The Rooney bin
Killinaskully star Joe Rooney has repaired to Drogheda’s suburbs to gorge himself on Alfred Hitchcock masterpieces. That’s the life.
Colm O Hare, 11 Jul 2008

He has become widely known in recent years for playing the part of Timmy Higgins in the hit RTÉ comedy series Killinaskully, which, astonishingly has been running for five years now. But Joe Rooney will probably be always best remembered for his role as the gurrier curate, Father Damo, who led Dougal astray in that memorable episode of Father Ted, (‘The Old Grey Whistle Theft’). However, he started his career long before that milestone, as one half of The Quacksquad comedy duo that went on to write and perform on Shay Healy’s Nighthawks as well as appearances on The Late Late Show (where he performed his own interpretation of Riverdance).
A Meath native, Rooney currently resides on the outskirts of Drogheda, where he has lived for the past year and a half. “It’s actually in County Meath, which is a disadvantage when it comes to the postman, sorry the post-person,” he says “I’m originally from Duleek and my two kids live nearby and stay with me quite a bit.

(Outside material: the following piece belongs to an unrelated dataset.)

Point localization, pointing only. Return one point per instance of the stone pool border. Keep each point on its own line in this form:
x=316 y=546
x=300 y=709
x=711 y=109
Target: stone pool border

I’m renting at the moment, it’s in one of those new developments of apartments and houses that are springing up all around this part of the world.”
Having just finished filming another series of the hugely successful Killinaskully, he says he’s looking forward to a change of pace and planning to mix more live work with TV. (He appears in the Carlsberg Comedy Carnival in Dublin later this month and also has a date slotted in at the Electric Picnic).
“I think I’ll be doing a bit of both,” he says. “I’ve also written a TV pilot with Paul Woodful. But this looks like being the last series of Killinaskully, which I think is good in a way. Five years is probably enough and I want to get up off me arse and do something else. I never thought it would go on that long to be honest.”
As well as appearing in the show he became more involved in the writing end of things: “That was a great experience, I hadn’t done much writing before and it was interesting watching stuff I’d written.”